Twenty well-meaning, diverse nonprofit folks sitting in a classroom. “What words does our society use to describe young black males?” Dr. Bryant T. Marks, Sr. asks us. We pull out our phones and text a word to him.
He clicks a key on his laptop, and a slide appears on the big screen at the front of the room. Our words pop up one by one to form a cloud. “Dangerous” and “criminal” loom huge, because so many of us texted them. The others vary in size but the theme is clear. Thug. Basketball. Dropout. Rap. Drugs. Gangs.
Even if we don’t think we actually believe these things, we know them. They are in our heads. Each of us knows exactly what words the dominant culture in the U.S. associates with being young, black, and male.
“Imagine if that was your brand,” says Dr.
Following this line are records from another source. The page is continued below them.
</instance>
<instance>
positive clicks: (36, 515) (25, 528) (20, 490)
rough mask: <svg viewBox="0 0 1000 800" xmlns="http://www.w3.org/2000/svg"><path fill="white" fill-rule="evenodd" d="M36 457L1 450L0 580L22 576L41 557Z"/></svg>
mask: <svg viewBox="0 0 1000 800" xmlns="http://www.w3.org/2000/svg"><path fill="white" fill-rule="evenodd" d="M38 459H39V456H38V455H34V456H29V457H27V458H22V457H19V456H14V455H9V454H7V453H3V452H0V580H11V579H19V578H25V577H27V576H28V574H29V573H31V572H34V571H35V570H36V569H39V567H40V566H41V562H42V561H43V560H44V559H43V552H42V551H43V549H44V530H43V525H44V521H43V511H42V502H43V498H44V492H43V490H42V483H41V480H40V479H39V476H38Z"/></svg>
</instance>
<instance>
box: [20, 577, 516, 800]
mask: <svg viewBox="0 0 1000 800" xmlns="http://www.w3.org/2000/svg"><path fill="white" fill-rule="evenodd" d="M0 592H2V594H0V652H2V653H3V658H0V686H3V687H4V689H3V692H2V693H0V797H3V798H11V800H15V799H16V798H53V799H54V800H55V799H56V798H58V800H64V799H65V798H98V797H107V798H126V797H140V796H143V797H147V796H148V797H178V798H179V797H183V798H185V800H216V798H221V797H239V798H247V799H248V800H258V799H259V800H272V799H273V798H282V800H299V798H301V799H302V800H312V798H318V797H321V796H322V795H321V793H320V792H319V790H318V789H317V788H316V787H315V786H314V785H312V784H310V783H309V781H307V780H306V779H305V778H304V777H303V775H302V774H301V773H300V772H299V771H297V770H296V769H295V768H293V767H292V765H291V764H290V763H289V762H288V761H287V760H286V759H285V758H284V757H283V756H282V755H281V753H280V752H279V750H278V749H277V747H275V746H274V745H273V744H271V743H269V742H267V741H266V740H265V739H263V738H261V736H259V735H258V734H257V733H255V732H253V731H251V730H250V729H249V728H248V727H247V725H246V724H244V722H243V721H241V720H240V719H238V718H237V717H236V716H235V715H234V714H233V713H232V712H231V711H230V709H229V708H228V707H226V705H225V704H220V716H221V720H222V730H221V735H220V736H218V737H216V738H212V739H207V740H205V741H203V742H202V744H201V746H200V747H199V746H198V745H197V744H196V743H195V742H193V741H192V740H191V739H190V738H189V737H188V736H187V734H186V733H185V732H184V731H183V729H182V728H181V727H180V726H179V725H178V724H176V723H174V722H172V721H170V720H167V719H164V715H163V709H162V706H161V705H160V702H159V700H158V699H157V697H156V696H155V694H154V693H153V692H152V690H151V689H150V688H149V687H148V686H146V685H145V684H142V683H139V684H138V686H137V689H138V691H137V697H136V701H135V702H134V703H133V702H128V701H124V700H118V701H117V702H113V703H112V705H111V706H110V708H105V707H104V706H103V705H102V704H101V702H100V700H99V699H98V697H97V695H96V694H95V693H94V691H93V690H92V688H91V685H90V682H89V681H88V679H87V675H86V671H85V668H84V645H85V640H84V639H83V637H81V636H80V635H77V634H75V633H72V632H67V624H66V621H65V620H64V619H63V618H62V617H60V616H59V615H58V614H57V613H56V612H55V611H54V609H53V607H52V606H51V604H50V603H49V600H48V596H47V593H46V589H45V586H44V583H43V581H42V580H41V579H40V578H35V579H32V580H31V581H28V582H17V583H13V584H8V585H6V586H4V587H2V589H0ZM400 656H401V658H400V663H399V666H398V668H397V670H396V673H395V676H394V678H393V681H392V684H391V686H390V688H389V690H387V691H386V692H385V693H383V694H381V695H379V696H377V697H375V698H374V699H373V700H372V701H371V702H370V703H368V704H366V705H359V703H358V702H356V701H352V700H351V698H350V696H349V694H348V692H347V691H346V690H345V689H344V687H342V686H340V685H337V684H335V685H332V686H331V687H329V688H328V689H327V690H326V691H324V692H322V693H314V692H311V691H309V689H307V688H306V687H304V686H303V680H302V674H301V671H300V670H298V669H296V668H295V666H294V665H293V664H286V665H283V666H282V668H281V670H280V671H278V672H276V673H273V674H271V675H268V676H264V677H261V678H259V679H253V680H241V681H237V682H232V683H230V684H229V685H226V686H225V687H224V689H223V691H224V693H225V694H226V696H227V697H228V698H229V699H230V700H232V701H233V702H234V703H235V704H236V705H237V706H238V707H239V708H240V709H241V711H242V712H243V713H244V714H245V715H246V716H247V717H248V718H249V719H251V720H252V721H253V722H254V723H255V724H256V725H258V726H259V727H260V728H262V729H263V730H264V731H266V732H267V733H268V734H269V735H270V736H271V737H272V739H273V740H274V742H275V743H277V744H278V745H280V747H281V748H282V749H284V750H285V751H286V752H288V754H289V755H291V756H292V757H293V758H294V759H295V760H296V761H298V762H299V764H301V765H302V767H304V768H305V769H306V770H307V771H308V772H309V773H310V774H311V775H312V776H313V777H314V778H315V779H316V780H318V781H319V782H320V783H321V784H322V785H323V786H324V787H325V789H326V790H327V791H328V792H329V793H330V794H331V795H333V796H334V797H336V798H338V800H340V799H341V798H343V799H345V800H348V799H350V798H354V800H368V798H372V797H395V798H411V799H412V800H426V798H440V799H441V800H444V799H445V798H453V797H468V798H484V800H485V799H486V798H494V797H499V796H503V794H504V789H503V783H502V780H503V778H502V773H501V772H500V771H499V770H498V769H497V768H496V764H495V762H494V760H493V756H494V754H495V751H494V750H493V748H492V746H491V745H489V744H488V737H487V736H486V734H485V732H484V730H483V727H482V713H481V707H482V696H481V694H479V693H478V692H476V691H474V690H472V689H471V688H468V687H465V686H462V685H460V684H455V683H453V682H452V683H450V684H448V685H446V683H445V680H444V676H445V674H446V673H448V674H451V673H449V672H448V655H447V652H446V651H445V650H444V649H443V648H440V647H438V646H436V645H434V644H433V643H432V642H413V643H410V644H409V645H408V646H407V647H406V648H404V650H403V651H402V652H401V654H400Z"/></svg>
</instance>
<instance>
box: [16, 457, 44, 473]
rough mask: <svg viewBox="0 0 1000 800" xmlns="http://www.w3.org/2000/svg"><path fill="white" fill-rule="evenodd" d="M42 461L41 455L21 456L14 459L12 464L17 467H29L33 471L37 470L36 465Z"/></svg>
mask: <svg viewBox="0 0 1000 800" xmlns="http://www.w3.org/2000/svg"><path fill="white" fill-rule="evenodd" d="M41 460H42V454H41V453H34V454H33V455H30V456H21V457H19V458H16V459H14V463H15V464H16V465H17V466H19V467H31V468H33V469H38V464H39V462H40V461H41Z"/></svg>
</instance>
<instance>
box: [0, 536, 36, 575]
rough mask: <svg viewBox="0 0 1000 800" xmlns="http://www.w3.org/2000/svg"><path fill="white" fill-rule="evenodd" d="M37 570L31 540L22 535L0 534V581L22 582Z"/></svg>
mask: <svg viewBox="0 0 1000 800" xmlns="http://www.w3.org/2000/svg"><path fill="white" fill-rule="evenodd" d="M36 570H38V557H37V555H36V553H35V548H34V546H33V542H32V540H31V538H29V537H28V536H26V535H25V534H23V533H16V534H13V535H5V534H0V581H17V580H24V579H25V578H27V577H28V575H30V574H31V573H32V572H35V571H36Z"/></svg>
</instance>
Marks. What he doesn’t say, but we hear anyway: he is a black man, so that is his brand in our society. “Sit with that for a minute.” He lets the silence stretch on. And on.
After awhile, he says, “Imagine what it takes to carry that around with you all the time. If you’re a young black man, there is no next slide. It’s always there.”
Finally we do move on. In our case, there are a lot more slides; this is a day-long training for our whole team on “The Hidden Biases of Good People: Implications for Nonprofits.”
Here are a couple more of my key takeaways:
- “If you live in a society and you have a brain, you have implicit bias. Humans are wired to treat in-group members better than out-group members. Bias is inevitable. And you’re still a good person.”
- Stereotypes are what our brains develop as shortcuts to think about a group based on what we’ve been exposed to about them; prejudice is how we feel about that stereotype (like or dislike); discrimination is negative or positive behavior towards them based on that like or dislike. That’s how our implicit biases work, without us even needing to notice consciously.
- To interrupt that, empathy is key. “You can only choose from the choices the situation offers you. Who or what controls the situation you’re choosing from, that’s the question. You can make a personal choice of what movie to see at the multiplex, but you can only choose what’s available… Empathy means, you don’t have to agree you’d make the same choice as someone else, but can you understand how their situation would affect them?”
Whether you agree with this or disagree, I can guarantee you one thing: Dr. Marks said it better than I just did. He travels all over the country educating police departments, elected officials, teachers and so on. I hope you get a chance to hear directly from him. Hope I can learn from him again another time too.